Effect of glucocorticoid (triamcinolone acetonide) pretreatment in a murine penetrating keratoplasty and suture model

Abstract

Purpose: To evaluate the effect of glucocorticoid (triamcinolone acetonide injectable suspension) pretreatment on corneal neovascularization, lymphangiogenesis, and inflammation in a murine penetrating keratoplasty (PK) and corneal suture model.

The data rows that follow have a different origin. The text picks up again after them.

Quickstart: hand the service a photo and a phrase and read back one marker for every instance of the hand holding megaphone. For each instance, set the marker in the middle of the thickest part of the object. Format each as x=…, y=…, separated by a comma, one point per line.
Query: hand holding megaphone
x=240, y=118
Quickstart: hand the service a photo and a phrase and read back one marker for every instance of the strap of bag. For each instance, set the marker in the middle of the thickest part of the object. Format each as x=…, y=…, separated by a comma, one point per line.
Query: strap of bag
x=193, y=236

Methods: For the PK model, BALB/c mice were used as recipients and C57BL/6 mice were used as donors. A group pretreated with subconjunctival glucocorticoid and a combination of post-subconjunctival and topical glucocorticoids (group I) was compared with two groups that did not receive glucocorticoid pretreatment [one group received a combination of subconjunctival and topical glucocorticoids postoperatively (group II) and the other group received only topical glucocorticoid treatment postoperatively (group III)]. All groups were treated with subconjunctival glucocorticoid on the day of surgery. For the corneal suture model, BALB/c mice were used. A group receiving only pre-suture glucocorticoid treatment (group A) and a group receiving only post-suture glucocorticoid treatment (group C) were compared with a control group that did not receive glucocorticoid therapy (group B). The degree of neovascularization, lymphangiogenesis, and inflammatory infiltration was compared in each of these models.

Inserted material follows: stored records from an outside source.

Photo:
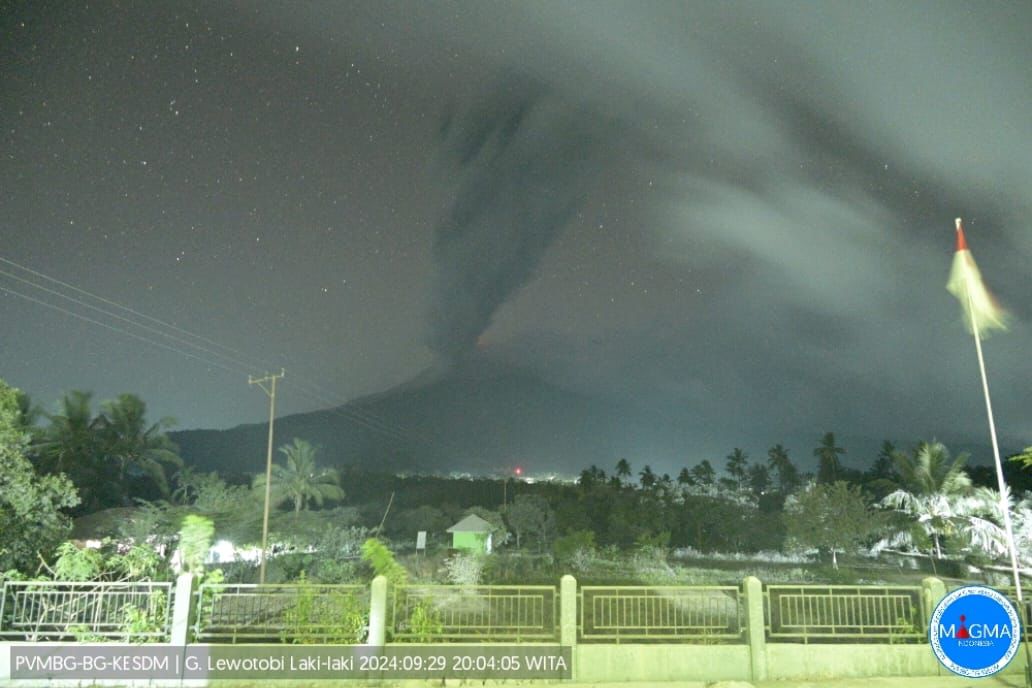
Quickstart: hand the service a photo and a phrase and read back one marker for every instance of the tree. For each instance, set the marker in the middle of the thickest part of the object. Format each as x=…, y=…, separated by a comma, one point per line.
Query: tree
x=929, y=481
x=300, y=480
x=134, y=445
x=829, y=468
x=784, y=470
x=529, y=515
x=591, y=477
x=70, y=445
x=738, y=469
x=760, y=479
x=647, y=478
x=831, y=517
x=703, y=473
x=881, y=478
x=31, y=517
x=622, y=470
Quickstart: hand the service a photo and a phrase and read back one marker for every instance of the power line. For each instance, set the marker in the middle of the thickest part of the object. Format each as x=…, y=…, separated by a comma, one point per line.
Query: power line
x=121, y=318
x=118, y=305
x=357, y=416
x=117, y=329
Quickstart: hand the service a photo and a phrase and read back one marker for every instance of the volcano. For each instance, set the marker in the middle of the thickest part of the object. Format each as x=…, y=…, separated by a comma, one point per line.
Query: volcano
x=481, y=416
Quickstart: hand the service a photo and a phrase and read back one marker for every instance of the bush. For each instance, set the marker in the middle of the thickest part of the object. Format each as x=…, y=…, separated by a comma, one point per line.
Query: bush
x=464, y=568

Results: In the PK model, the group receiving glucocorticoid pretreatment (group I) showed less neovascularization compared with the posttreatment-only groups (group II, P=0.043; group III, P=0.020) and less lymphangiogenesis compared with group III (P=0.005). In the corneal suture model, the glucocorticoid pretreatment group showed a similar level of neovascularization, lymphangiogenesis, and inflammatory infiltration as the posttreatment-only groups (P>0.05).

Conclusions: Glucocorticoid pretreatment before PK decreases neovascularization and lymphangiogenesis compared with posttransplant glucocorticoid treatment alone.

Figure 1

A. Schedule of glucocorticoid application in the penetrating keratoplasty model. B. Schedule of glucocorticoid application in the corneal suture model.

Figure 2

(A) Kaplan-Meier survival graph of Groups I, II, and III in the PK model. Group I showed improved graft survival compared to Groups II and III, but this did not reach statistical significance (p=0.408, p=0.560). (B) Representative pictures of Group I, II, and III.

Figure 3

(A) & (B) - In the PK model, Group I showed significantly less total neovascularization compared to Groups II and III (p=0.043, p=0.020, respectively) and less total lymphangiogenesis (p=0.005) and less graft lymphangiogenesis (p=0.020) compared to Group III. (C) Representative pictures of Group I, II, and III. Upper row: CD31staining, Lower row: LYVE-1 staining

Figure 4

(A) & (B) In the corneal suture model, Groups A and C showed significantly less neovascularization and lymphangiogenesis compared to Group B (p<0.05). There was no significant difference of neovascularization and lymphangiogenesis between Groups A and C (p>0.05). (C) Representative pictures of Group A, B, and C. Upper row: Fluorescent microscopic picture of CD31 staining (green) in flat mount of whole cornea. Middle row: Fluorescent microscopic picture of LYVE-1 staining (red) in flat mount of whole cornea. Bottom row: Confocal microscopic picture of CD11b staining cells (green) around suture area.